We developed a model to generate image embeddings for a recommendation service that displays style-similar images. Using style images crawled from Musinsa, we leveraged pretrained models like ResNet and EfficientNet. To improve training performance, we preprocessed images with a clothing detection model to focus only on the clothings. However, the performance was still bad, we decided to use multimodal embedding model and fine-tune to our dataset.
Our service aims to display images similar to the styles that users prefer. To achieve this, we built a vector database (vectorDB) to store image embeddings. Since the database requires inputs in the form of image embeddings, we developed this model to generate and store those embeddings effectively.
Initially, we attempted to implement contrastive learning using full OOTD images with Imagenet-pretrained models such as ResNet, EfficientNet, and ResNeXt.
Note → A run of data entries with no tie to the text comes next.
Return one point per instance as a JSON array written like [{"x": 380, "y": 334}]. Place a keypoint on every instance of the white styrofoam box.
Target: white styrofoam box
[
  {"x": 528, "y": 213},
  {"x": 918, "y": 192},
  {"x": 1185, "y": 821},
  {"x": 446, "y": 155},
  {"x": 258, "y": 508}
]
However, we observed that the images contained too much unnecessary information, such as background details, which overshadowed the relevant style information. As a result, the training process was ineffective, with loss values stagnating and accuracy not improving. To address this, we decided to preprocess the images using a clothing detection model. First, we extracted the bounding boxes (bboxes) for the clothing items. Then, we determined the bounding box for the entire human, and used it as an input to the image embedding model for better feature representation. We trained our model multiple times, but its performance was not satisfactory. We suspect this is because the person is always positioned at the center of the image, making most images look too similar. Even after trying an ImageNet-pretrained model, we struggled to reach our desired performance level.
After exploring multiple trials on pretrained model on Imagenet, we decided to use multimodal embedding model called Marqo-FashionSigLIP. Since this model outputs a 768-dimensional vector-which was more than we needed-we added a linear layer to reduce it to 128 dimensions.